Ever since it closed down, last June, Crook’s Corner—the landmark Chapel Hill restaurant on the corner of Franklin Street and Merritt Mill Road—has been the source of persistent reopening rumors. Those whispers were further stoked earlier this month when a semi-cryptic sign appeared on its door. It read: “HONEYSUCKLE Is Almost In Bloom. You Know What That Means.”
Cryptic in scope if not subject, at least: devout fans of the restaurant know that Bill Smith’s honeysuckle sorbets—alongside signature dishes like the Atlantic Beach pie and fried oysters—signal the essence of Crook’s.
“In this area, especially, people who grew up as children here and had honeysuckle and would put that one moisture drop on their tongue and have that little bit of sweet flavor—it’s incredibly nostalgic,” Shannon Healy, an owner, tells the INDY. “You get all of that flavor magnified because the whole sorbet is that flavor. It’s really fun to watch people experience it and have that nostalgia for it. And because Bill did it, it is now associated with the restaurant.”
Does that mean there’s a reopening on the calendar?

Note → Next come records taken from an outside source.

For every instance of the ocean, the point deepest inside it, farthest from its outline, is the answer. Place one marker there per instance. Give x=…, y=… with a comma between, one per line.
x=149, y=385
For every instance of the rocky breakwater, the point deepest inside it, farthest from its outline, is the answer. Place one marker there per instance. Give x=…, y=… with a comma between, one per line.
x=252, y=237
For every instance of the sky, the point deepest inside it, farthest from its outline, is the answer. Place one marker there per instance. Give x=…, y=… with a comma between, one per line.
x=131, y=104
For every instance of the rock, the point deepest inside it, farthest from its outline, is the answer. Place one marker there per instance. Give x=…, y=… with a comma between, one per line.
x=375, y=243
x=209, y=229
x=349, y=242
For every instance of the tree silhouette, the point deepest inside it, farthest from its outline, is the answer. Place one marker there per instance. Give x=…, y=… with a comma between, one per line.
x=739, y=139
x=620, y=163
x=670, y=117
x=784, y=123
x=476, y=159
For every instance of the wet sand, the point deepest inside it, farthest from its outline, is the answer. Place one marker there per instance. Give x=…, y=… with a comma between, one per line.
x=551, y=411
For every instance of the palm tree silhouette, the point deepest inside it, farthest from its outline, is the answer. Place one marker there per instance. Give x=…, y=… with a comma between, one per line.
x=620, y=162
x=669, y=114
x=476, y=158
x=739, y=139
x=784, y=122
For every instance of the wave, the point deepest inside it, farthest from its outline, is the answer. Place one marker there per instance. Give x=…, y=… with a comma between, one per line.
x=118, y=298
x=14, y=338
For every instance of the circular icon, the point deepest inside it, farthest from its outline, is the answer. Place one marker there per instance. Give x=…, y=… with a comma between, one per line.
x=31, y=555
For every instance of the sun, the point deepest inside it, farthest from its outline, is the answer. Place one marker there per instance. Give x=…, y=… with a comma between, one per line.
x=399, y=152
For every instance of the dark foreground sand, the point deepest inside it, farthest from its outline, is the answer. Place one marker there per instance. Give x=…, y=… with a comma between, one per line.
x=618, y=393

“The party line is that we are still actively working toward getting it open,” Healy explains. “There are still legal, financial, and construction-related issues to resolve. But we have been working steadfastly at it—and will continue until we get it open.”
Meanwhile, Healy says, the restaurant is offering a day of sorbets—made by Bill Smith, who also harvested the honeysuckle around Chapel Hill—as a temporary tribute: this Friday, June 3, Crook’s will sell honeysuckle sorbets from the restaurant’s kitchen door from noon to 4 p.m. Guests are limited to two servings each, and no phone orders are permitted. In the unlikely event that the sorbet batch lasts, the sale will continue the following day, June 4, in the same time window.
“We don’t have so much of it—it’s been a very short [honeysuckle] season; this is not a limitless supply kind of thing,” says Healy. “It’s really just something to let people know that we’re still here, still trying, still working toward reopening. People have been incredibly supportive. We just wanted to say thank you.”